5. “Free money” ads: Advertisements for free money from the IRS, suggesting that a taxpayer can file a tax return with little or no documentation, have been making the rounds. These schemes often depend on word of mouth by unsuspecting perpetuators.
6. False income and expenses: This scam features income that was never earned, either as wages or self-employment income, to maximize refundable credits. It could result in interest and penalties and, in some cases, criminal prosecution.
7. Form 1099 refund claims: In this scam, the con artist files a fake information return on a Form 1099 to warrant a false refund claim on a corresponding tax return.
8. Frivolous arguments: Promoters of frivolous schemes encourage taxpayers to make unreasonable and outlandish claims to avoid paying the taxes they owe. The IRS has created a list of frivolous tax arguments that taxpayers should avoid.
9. Zero wage claims: Filing a phony information return is an illegal way to reduce income tax liability. Usually a substitute W-2 or corrected Form 1099 is used to bring taxable income down to zero.

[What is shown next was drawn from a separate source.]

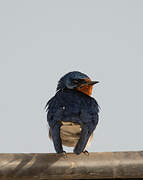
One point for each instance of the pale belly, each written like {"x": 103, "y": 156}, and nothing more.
{"x": 70, "y": 133}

10. Charitable organizations: IRS examiners continue to uncover the intentional abuse of 501(c) (3) organizations, including arrangements that improperly shield income or assets from taxation and attempts by donors to maintain control over donated assets or their income.
11. Corporate ownership: Third parties are improperly used to request employer identification numbers and form corporations that obscure the true ownership of the business. These entities can be used to underreport income, claim fictitious deductions, avoid filing tax returns, participate in listed transactions and further money laundering.
12. Misuse of trusts: Although there are legitimate ways to use trusts for tax and estate planning, suspect transactions may promise reduction of taxable income, create deductions for personal expenses and provide reduced estate- or gift-tax liability.